The management at Game failed to answer to a series of questions that every retailer has to respond to in the current climate.

When Woolies went under in 2008, there was much wailing and lamentation about how this could have been allowed to happen. Initially, there was a sense that something had been lost and that we were the poorer for it.

Gradually however, a subtext emerged which found expression in the simple question: ‘When was the last time you went into a branch of Woolworths?’ The fact that so few were able to answer this was precisely the reason that it met its demise and a few years on, history seems to be repeating itself.

Game went into administration last week, presumably because too few shoppers felt it worthwhile crossing the threshold of any of its stores. In this instance, parallels can also be drawn with Woolies. The reason that so few people actually shopped the chain because everything it offered was sold by other retailers and generally within better environments.

For Game, the villains of the trading peace were certainly other retailers, but this time round it was the virtual, rather than terrestrial, traders that pushed it over the edge. This is curious, as the central proposition at Game is a digital one.
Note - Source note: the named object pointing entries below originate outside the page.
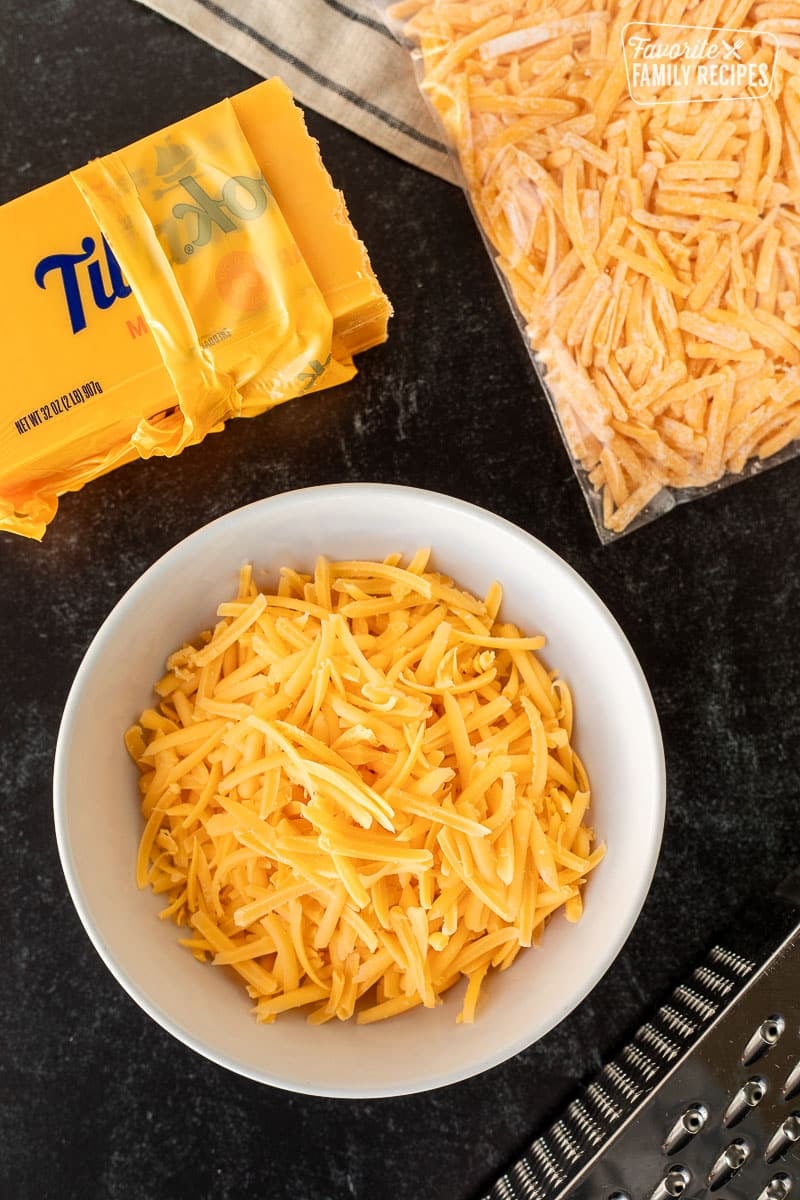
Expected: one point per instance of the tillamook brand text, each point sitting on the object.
(92, 275)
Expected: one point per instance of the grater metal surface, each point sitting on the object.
(703, 1102)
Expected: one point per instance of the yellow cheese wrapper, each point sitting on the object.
(170, 294)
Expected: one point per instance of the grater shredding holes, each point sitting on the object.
(686, 1127)
(729, 1163)
(768, 1035)
(751, 1093)
(777, 1188)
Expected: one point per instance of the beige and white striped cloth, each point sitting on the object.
(336, 55)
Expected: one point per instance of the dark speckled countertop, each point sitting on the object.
(96, 1102)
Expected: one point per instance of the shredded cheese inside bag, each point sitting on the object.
(649, 241)
(360, 789)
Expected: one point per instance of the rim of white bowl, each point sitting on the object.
(130, 598)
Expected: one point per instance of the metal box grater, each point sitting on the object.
(704, 1101)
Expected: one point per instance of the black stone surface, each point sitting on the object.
(96, 1102)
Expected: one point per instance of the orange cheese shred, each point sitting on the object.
(391, 804)
(650, 249)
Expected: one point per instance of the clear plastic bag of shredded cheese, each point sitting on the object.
(635, 169)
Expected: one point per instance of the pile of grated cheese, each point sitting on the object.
(653, 251)
(361, 789)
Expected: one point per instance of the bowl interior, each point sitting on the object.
(98, 821)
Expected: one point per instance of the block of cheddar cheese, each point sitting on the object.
(206, 271)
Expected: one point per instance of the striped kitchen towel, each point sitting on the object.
(338, 58)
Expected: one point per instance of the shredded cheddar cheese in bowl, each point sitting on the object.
(649, 238)
(361, 789)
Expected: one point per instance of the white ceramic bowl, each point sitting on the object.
(98, 823)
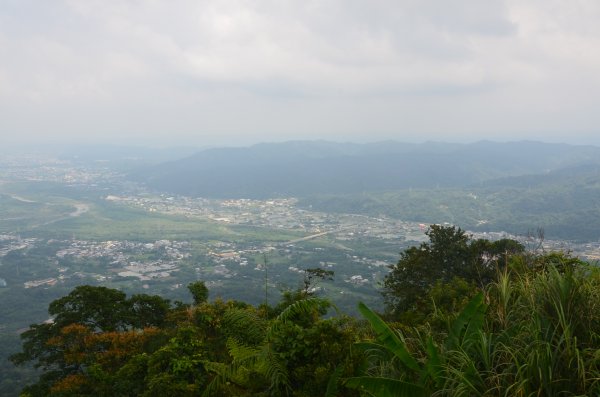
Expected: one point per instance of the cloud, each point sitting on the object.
(287, 68)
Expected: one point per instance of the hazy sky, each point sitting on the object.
(238, 72)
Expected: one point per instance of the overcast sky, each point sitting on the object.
(239, 72)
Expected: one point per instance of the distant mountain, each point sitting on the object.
(304, 168)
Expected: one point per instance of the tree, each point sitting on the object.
(199, 292)
(449, 254)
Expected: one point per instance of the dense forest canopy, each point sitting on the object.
(464, 317)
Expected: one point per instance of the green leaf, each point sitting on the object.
(433, 366)
(384, 387)
(388, 338)
(468, 323)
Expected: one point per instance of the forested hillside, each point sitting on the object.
(306, 168)
(463, 317)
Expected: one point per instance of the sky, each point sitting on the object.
(237, 72)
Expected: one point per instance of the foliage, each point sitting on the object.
(534, 331)
(449, 254)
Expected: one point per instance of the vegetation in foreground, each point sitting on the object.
(480, 318)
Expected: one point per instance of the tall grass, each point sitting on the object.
(540, 337)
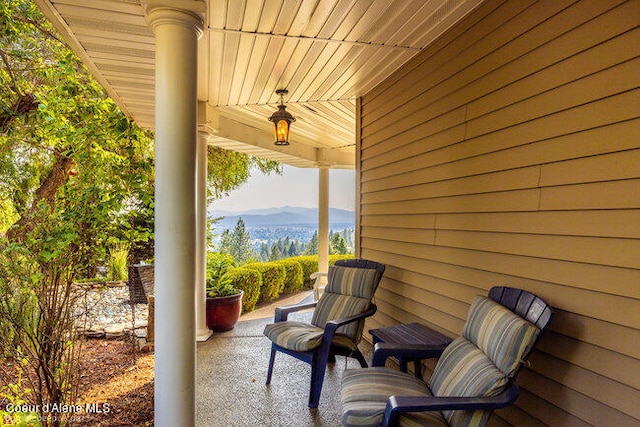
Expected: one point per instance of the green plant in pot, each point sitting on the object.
(224, 304)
Shoppers visited Game’s stores to buy merchandise to be played on high-tech pieces of consumer electronics and yet its stores were firmly rooted in a non-digital world.

Visiting two Game stores in central Paris last week (within 400m of each other - over-expansion is also unhelpful) was akin to walking into a branch of Blockbusters back in the days when you picked up a DVD or, heaven forbid, a video, to while away a Saturday night. There were racks of electronic games, waiting to be scrutinised and standees of the kind that occasionally used to get pinched only to be reinstalled in a teenager’s bedroom.

The real point is, where were the kiosks? How come the multimedia card wasn’t being played more effectively? And why did the stores look quite so, well, old-fashioned? If you seek to combat the online threat, there has to be a reason for shoppers to enter your store otherwise they may feel tempted to sit at home laptop and credit card at the ready.

Game seems to have overlooked this and the results were sad, but predictable, albeit a white knight in the shape of Opcapita appeared over the horizon yesterday. The next time you walk past a bricks and mortar store without taking a look however, consider whether a supplementary Woolies question has been answered - ‘Have you given me a reason to come into your shop?’ Game failed to respond to this enquiry recently. Others are probably following a similar path.